Mark Hillinghouse's Between Frames integrates poems previously published in many magazines with more than twenty striking black and white photographs. The book is available on Amazon.com.
Steve Kowit's Lurid Confessions, his first full-length poetry collection, had two printings with Carpenter Press in 1983 but has been out of print for years. It's been our loss not to have access to the wit and insights of so many excellent poems. Serving House Books is proud to be the publisher of a new edition. The book is available on Amazon.com.
The poems in David Memmott's poetry collection, Lost Transmissions speak to the need we have to explore the depths of our own psyches, a need so insistent that many of us would sell our souls to unearth the answers to what motivates our lives—what motivates our actions. The poems express as well the power of verse, how it can help us rise above those experiences that might otherwise be crippling—war, death, brutality, loss of love, loss of voice and creativity, the soul’s variable value, the insecure body and mind never knowing where the doors to understanding are, nor how many dimensions surround us unexplored. The book will be available on Amazon.com.
Elisabeth Murawski, in Out-patients, transforms the vulnerabilities of our bodies into poetry, her precise lines evoking hospitals and cemeteries, malignancies and bomb blasts, The birth of a child prefigures its end: “this life / slated to be brief / as a poem.” These poems confront our inevitabilities. The book is available on Amazon.com.

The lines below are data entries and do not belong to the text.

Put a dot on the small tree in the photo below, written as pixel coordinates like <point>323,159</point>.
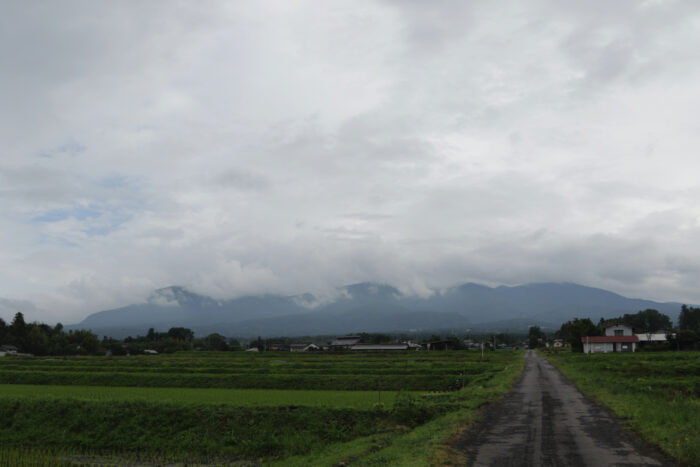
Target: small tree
<point>573,331</point>
<point>535,337</point>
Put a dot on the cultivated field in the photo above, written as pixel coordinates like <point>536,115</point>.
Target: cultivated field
<point>658,394</point>
<point>235,407</point>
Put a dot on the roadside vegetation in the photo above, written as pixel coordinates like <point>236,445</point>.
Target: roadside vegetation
<point>657,394</point>
<point>397,408</point>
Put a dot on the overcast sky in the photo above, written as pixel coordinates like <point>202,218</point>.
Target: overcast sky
<point>296,146</point>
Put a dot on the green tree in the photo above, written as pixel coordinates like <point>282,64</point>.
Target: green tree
<point>573,331</point>
<point>181,334</point>
<point>535,337</point>
<point>648,321</point>
<point>215,341</point>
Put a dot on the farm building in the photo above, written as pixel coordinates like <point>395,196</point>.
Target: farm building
<point>617,338</point>
<point>303,347</point>
<point>380,347</point>
<point>344,342</point>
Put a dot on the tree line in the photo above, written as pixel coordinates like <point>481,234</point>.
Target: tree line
<point>41,339</point>
<point>685,336</point>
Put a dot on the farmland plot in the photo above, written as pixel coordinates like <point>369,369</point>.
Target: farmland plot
<point>294,409</point>
<point>658,394</point>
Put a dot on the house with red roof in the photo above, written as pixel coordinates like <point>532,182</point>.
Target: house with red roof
<point>617,338</point>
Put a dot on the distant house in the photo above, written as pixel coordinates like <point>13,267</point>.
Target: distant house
<point>655,337</point>
<point>379,347</point>
<point>303,347</point>
<point>8,349</point>
<point>440,345</point>
<point>344,342</point>
<point>277,347</point>
<point>617,338</point>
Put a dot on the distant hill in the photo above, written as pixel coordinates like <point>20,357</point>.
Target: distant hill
<point>369,307</point>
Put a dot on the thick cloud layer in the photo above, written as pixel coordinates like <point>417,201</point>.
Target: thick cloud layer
<point>297,146</point>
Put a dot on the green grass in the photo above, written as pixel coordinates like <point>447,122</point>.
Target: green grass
<point>657,394</point>
<point>310,425</point>
<point>395,371</point>
<point>233,397</point>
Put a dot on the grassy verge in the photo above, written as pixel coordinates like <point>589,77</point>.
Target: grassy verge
<point>656,394</point>
<point>428,444</point>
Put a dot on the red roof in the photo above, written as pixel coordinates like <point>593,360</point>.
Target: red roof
<point>601,339</point>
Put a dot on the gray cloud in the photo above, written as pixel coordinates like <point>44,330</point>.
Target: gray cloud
<point>286,147</point>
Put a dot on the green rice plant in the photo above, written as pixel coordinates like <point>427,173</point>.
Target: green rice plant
<point>658,395</point>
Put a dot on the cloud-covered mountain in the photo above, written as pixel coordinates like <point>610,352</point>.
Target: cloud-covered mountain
<point>369,307</point>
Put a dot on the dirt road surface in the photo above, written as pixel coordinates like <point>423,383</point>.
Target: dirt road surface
<point>546,421</point>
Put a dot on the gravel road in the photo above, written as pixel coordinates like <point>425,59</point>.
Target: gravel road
<point>546,421</point>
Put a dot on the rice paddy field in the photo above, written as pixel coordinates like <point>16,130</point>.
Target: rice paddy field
<point>238,408</point>
<point>657,394</point>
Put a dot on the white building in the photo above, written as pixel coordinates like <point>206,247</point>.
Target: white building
<point>617,338</point>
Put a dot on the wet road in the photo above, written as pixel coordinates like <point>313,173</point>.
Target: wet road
<point>545,420</point>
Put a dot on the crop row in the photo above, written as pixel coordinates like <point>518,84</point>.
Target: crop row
<point>246,433</point>
<point>233,397</point>
<point>264,370</point>
<point>242,381</point>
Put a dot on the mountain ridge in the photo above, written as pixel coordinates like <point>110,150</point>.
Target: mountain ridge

Lars Rasmussen's What Can Buddha Teach the Rain? offers twenty poems to Han-shan and seventy poems ascribed to him. The mythical T'ang poet Han-shan placed himself somewhere between the
camps of Daoism and Zen Buddhism, but Han-shan is a poetic invention—
and a good one, it seems, since ‘his’ poetry is being read, translated and
re-translated to this day. Once again, Han-shan comes to vivid life in this
new poetry collection by the Danish author Lars Rasmussen, whose
collection of short stories, Come Raw, was published by Serving House
Books in 2009. The book is available on Amazon.com.
Rita Signorelli-Pappas' Satyr's Wife fuses classical, aesthetic, and personal history. She summons a world in which mythic time mercurially flickers into the present, and transformations erupt and intersect with Ovidian force. As the poems move from understated to extreme psychological states, they explore the thematic terrains of love, exile, travel, art-making, and death, all conveyed through a hypnotic dark-play of images and a haunting urgency of tone. The book is available on Amazon.com.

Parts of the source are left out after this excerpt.